After installation, the average energy savings from optimizing a company’s chiller plant ranges from 20 to 30 percent.
The potential for saving money is therefore huge, as in many cases, the cooling system accounts for about 60 percent of a building’s total energy costs given the humidity of Singapore.
Two of BBP’s projects have recently won awards:
- For Philips Lumileds (NEA award winner 2015), where BBP’s solution saves around 3,300,000 kWh annually.
- For RWS (NEA award winner 2017), where BBP’s solution saves 5,500,000 kWh annually.
In general, BBP can help companies located in a normal CBD office building save SGD100,000 (US$75,850) to SGD200,000 (US$151,700) annually.
For a shopping mall, the annual savings range from about SGD300,000 (US$227,500) to SGD500,000 (US$379,200).
Hotels typically save up to SGD700,000 (US$530,900) annually, while savings for industrial buildings can go up to SGD2 million (US$1.52 million).

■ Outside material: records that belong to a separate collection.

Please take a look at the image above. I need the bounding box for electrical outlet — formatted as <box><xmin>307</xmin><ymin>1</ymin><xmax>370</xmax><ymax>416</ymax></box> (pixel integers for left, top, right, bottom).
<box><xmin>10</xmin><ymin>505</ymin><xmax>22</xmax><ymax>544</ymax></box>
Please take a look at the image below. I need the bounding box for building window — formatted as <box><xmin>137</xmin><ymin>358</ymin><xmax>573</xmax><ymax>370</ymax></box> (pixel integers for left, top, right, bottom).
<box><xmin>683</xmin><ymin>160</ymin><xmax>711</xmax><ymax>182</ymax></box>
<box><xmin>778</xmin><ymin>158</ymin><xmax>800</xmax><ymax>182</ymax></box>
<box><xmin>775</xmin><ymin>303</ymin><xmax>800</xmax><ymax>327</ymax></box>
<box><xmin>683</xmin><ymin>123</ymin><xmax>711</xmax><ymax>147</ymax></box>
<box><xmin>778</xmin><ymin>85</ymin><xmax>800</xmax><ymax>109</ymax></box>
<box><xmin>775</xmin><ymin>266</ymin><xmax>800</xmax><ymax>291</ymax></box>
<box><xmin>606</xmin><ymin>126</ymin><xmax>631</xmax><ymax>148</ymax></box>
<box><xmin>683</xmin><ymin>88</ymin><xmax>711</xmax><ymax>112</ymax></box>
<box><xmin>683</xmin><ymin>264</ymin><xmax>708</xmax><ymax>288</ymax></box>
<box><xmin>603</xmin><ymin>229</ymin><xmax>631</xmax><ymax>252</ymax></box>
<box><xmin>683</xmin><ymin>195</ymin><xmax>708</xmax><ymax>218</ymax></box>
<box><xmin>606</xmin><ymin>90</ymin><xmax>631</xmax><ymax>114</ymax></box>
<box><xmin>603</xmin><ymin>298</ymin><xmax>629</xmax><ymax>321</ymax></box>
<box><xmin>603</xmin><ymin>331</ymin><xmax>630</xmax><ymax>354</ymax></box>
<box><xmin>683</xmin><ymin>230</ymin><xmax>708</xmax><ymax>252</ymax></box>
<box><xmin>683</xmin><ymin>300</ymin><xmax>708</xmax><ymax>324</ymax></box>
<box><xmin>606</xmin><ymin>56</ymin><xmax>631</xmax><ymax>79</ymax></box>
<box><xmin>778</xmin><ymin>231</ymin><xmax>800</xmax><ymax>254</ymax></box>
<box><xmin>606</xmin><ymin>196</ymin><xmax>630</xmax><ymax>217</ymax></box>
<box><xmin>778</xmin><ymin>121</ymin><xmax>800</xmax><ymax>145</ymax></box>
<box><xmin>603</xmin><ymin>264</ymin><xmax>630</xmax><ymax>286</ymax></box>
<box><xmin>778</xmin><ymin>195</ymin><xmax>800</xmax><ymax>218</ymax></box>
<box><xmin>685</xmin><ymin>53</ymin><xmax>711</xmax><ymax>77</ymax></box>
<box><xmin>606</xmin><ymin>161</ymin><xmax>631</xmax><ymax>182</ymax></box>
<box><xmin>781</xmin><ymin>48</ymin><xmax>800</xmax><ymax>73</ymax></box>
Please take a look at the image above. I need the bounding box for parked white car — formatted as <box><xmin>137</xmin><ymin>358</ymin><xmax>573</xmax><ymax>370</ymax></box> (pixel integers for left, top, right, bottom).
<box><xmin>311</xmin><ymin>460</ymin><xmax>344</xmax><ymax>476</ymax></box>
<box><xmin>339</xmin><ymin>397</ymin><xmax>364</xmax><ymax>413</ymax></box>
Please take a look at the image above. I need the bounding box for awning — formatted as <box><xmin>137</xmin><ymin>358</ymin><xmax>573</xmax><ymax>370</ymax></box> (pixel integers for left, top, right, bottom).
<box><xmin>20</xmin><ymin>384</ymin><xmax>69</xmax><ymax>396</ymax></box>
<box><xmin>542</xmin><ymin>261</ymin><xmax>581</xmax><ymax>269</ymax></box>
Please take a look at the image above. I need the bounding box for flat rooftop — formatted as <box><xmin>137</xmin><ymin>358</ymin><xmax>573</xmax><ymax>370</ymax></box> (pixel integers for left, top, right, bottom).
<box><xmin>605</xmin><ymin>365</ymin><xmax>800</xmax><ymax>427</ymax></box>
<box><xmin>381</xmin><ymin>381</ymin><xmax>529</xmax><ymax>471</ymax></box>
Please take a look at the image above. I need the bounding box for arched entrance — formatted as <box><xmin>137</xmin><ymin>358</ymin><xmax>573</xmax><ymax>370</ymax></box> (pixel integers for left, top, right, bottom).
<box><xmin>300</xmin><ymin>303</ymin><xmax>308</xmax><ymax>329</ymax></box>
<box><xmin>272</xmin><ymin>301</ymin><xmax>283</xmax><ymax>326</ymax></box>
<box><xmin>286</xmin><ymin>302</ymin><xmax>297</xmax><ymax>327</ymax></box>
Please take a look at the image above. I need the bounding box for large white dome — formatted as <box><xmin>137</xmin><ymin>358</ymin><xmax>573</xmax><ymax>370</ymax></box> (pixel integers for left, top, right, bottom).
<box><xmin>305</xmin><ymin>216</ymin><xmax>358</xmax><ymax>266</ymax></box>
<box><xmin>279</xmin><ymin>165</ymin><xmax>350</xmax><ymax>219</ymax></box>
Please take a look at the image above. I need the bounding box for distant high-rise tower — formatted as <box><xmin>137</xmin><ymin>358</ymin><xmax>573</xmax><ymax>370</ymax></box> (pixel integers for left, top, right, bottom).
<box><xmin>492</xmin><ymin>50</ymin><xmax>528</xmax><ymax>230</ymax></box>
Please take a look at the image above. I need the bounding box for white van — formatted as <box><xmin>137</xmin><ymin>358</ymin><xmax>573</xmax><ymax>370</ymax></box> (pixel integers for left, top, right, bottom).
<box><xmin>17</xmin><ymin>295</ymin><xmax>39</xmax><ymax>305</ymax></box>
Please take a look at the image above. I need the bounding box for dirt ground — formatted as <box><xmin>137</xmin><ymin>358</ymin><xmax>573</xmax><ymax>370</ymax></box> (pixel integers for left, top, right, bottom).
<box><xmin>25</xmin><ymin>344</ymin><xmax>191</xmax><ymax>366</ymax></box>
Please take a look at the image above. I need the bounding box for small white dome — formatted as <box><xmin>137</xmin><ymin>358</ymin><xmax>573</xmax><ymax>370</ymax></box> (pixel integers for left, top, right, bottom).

Today’s buildings utilize a significant percentage of energy, while carbon dioxide emissions from buildings account for 30 to 40 percent of the total greenhouse gas emissions. The Singapore government and private companies around the world are constantly seeking new energy efficiency technologies to minimize the buildings’ environmental impact and related costs.
Building a cleantech startup
Getting the business up and running was the easy part. The hard part was making the sale to facilities management (FM) companies and teams.

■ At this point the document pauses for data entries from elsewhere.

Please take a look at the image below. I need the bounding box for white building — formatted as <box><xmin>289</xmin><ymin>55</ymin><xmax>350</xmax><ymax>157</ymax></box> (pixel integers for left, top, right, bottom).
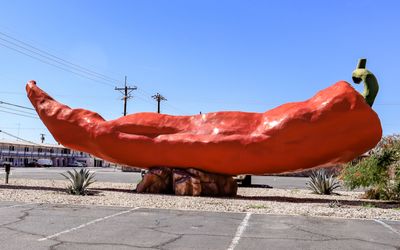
<box><xmin>0</xmin><ymin>139</ymin><xmax>104</xmax><ymax>167</ymax></box>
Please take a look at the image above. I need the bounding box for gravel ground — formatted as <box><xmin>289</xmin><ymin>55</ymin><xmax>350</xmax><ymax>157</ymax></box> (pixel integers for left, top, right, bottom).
<box><xmin>0</xmin><ymin>179</ymin><xmax>400</xmax><ymax>220</ymax></box>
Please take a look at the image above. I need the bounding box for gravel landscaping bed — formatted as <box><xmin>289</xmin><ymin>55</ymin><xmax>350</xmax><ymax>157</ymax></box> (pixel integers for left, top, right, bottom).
<box><xmin>0</xmin><ymin>179</ymin><xmax>400</xmax><ymax>220</ymax></box>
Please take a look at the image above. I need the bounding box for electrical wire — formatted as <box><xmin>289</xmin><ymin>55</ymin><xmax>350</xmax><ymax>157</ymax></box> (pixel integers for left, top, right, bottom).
<box><xmin>0</xmin><ymin>37</ymin><xmax>118</xmax><ymax>84</ymax></box>
<box><xmin>0</xmin><ymin>107</ymin><xmax>37</xmax><ymax>116</ymax></box>
<box><xmin>0</xmin><ymin>130</ymin><xmax>41</xmax><ymax>146</ymax></box>
<box><xmin>0</xmin><ymin>109</ymin><xmax>40</xmax><ymax>119</ymax></box>
<box><xmin>0</xmin><ymin>101</ymin><xmax>35</xmax><ymax>110</ymax></box>
<box><xmin>0</xmin><ymin>31</ymin><xmax>119</xmax><ymax>82</ymax></box>
<box><xmin>0</xmin><ymin>40</ymin><xmax>114</xmax><ymax>87</ymax></box>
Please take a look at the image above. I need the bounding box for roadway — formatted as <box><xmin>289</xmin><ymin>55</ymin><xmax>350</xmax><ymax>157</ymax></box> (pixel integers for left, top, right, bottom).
<box><xmin>0</xmin><ymin>167</ymin><xmax>308</xmax><ymax>189</ymax></box>
<box><xmin>0</xmin><ymin>202</ymin><xmax>400</xmax><ymax>250</ymax></box>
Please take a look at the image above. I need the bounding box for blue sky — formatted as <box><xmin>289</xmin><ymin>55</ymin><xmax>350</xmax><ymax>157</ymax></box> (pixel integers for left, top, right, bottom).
<box><xmin>0</xmin><ymin>0</ymin><xmax>400</xmax><ymax>143</ymax></box>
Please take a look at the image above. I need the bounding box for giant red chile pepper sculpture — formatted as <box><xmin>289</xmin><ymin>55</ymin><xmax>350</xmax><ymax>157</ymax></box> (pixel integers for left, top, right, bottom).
<box><xmin>26</xmin><ymin>60</ymin><xmax>382</xmax><ymax>175</ymax></box>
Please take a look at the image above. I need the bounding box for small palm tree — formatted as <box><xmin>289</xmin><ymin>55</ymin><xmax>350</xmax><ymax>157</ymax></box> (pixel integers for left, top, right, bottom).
<box><xmin>306</xmin><ymin>169</ymin><xmax>340</xmax><ymax>195</ymax></box>
<box><xmin>61</xmin><ymin>169</ymin><xmax>96</xmax><ymax>195</ymax></box>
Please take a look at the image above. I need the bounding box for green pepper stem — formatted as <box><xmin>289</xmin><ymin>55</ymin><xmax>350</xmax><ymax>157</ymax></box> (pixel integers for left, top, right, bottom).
<box><xmin>352</xmin><ymin>58</ymin><xmax>379</xmax><ymax>107</ymax></box>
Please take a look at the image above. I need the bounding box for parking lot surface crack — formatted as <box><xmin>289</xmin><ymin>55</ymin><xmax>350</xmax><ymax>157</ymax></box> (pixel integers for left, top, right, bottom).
<box><xmin>151</xmin><ymin>234</ymin><xmax>183</xmax><ymax>249</ymax></box>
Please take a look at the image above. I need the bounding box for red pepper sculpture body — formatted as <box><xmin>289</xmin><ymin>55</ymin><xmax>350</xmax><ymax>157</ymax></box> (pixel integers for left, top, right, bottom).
<box><xmin>26</xmin><ymin>59</ymin><xmax>382</xmax><ymax>175</ymax></box>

“FM specialists often questioned BBP’s ability to install the solution without interrupting their operations, the ability of our system to achieve savings without risking their operational KPIs, and even the viability of our company to take on a long-term contract,” explained Rajamand.
It took BBP an entire year to secure their first client.
“Securing the first client and showcasing that our idea actually worked was a big breakthrough. Although the project was delayed and heavily over-budget, it showed that the idea and business model worked,” revealed Rajamand.
With that proof of concept in hand, the company raised seed funding and started their exciting journey.”
Since then, BBP has raised US$8.7 million from private investors and is planning to raise another SGD10 to SGD15 million (US$7.6 million to US$11.4 million) from institutional investors and corporate venture arms to fuel its growth.
Rajamand explained that government agencies have played a considerable role in the company’s success story.
“Help from different government agencies in product development and international expansion has helped BBP gain credibility in the market.”